Three years after a new generation of Ghostbusters saved Denver from Freddy Krueger’s bladed glove, they’re still riding high on their fame as local heroes. Eugene died in a webcomic midquel and was replaced by Pavel Karnov. And like so many sequels, the magic Girlfriend Delete Button has been pressed so Neil can have a brand new romantic subplot.
Luckily for him, hot twentysomething reporter April Hunter is assigned to do an expose on the Ghostbusters, even though she’d rather be doing a report on a load of Egyptian artifacts discovered by Klaus Konstantin. The centerpiece of which is the Amulet of Anubis, which gives someone who knows how to use it all kinds of unholy powers.
Pavel used to be Konstantin’s assistant, and doesn’t think the guy can be trusted. Before long his suspicions are confirmed when Konstantin unleashes the amulet’s powers, and only the Ghostbusters can save the day.
Freddy vs. Ghostbusters was a fluffy movie that wouldn’t make you think, and even the real movies didn’t get too caught up in the particulars of what exactly the guys did. Return’s problem is it does want you to think, but isn’t sure how to deal with the consequences. It’s mentioned that people are starting to ask themselves where these cowboys with atomic backpacks get off cramming people’s souls into boxes. Insofar as the movie gives any answer at all, it seems to boil down to “If supernatural forces are threatening to destroy the world those same people are the only ones who can do anything about it. And if somebody's not paying them to imprison ghosts in their basement forever they can't afford to save us. So shut up.”

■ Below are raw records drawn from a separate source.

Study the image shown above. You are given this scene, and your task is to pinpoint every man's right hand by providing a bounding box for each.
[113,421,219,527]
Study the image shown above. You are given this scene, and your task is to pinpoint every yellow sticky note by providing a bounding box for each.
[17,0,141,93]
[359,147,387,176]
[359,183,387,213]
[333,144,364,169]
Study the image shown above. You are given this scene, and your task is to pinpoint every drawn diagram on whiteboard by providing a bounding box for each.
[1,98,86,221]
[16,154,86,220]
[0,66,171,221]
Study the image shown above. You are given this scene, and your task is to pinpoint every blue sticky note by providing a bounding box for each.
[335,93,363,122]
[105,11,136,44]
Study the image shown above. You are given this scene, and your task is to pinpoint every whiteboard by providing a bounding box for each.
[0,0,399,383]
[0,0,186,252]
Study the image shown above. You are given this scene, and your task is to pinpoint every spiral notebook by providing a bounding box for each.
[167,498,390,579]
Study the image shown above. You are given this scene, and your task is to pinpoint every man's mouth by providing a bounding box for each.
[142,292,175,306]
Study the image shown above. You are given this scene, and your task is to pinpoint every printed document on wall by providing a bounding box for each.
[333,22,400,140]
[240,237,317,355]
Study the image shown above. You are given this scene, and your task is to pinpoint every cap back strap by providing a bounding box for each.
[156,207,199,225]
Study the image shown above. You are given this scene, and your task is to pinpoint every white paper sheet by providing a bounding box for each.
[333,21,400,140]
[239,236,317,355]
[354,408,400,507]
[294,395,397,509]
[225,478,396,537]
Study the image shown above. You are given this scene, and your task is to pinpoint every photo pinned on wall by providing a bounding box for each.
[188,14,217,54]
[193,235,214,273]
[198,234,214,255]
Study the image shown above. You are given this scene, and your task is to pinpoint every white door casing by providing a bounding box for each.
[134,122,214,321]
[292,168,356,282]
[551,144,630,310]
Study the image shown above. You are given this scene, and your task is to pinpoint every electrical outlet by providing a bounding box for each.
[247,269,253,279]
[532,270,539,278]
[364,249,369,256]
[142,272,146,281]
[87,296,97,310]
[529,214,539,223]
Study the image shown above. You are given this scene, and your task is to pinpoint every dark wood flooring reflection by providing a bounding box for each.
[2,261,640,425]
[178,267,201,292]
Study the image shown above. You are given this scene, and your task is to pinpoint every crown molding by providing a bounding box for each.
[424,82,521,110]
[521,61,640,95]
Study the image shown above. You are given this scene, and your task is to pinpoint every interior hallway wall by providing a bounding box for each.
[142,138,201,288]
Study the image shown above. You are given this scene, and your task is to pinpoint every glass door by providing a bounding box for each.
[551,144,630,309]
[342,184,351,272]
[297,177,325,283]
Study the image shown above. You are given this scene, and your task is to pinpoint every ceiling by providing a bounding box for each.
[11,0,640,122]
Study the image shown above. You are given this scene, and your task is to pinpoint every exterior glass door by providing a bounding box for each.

|Conquering...I mean, saving the world! With SCIENCE!!|
All told, Return feels a lot more like a general action movie than a Ghostbusters film. It’s about three times as long as its predecessor and actually had an appreciable budget considering what kind of movie it is. The ghosts are more numerous, and the scenes showing Denver overrun by a legion of spooks are pretty good. Yet it also drags at times, the actors lack chemistry, and as mentioned it brings up questions it isn’t prepared to answer. And being three times as long as the battle with Freddy, it doesn’t have the luxury of having run its course before any questions the viewer has have the chance to sink in. Like, why does Konstantin want to make April his queen when he takes over the world? That was cliché when our parents were kids. Maybe it was explained in a cut scene, but then why was the pointless bar fight scene not cut down? Did they have some kind of deal with the owner?
I don't want to imply I hate this movie or went into it expecting the same things I do of a multi-million dollar film. It was a movie made by people who love Ghostbusters because they love Ghostbusters. I find that pretty admirable in and of itself, and they did a better job of making a supernatural action movie than I probably could've. But if the Denver Ghostbusters return again, please remember Ghostbusters is a horror-COMEDY.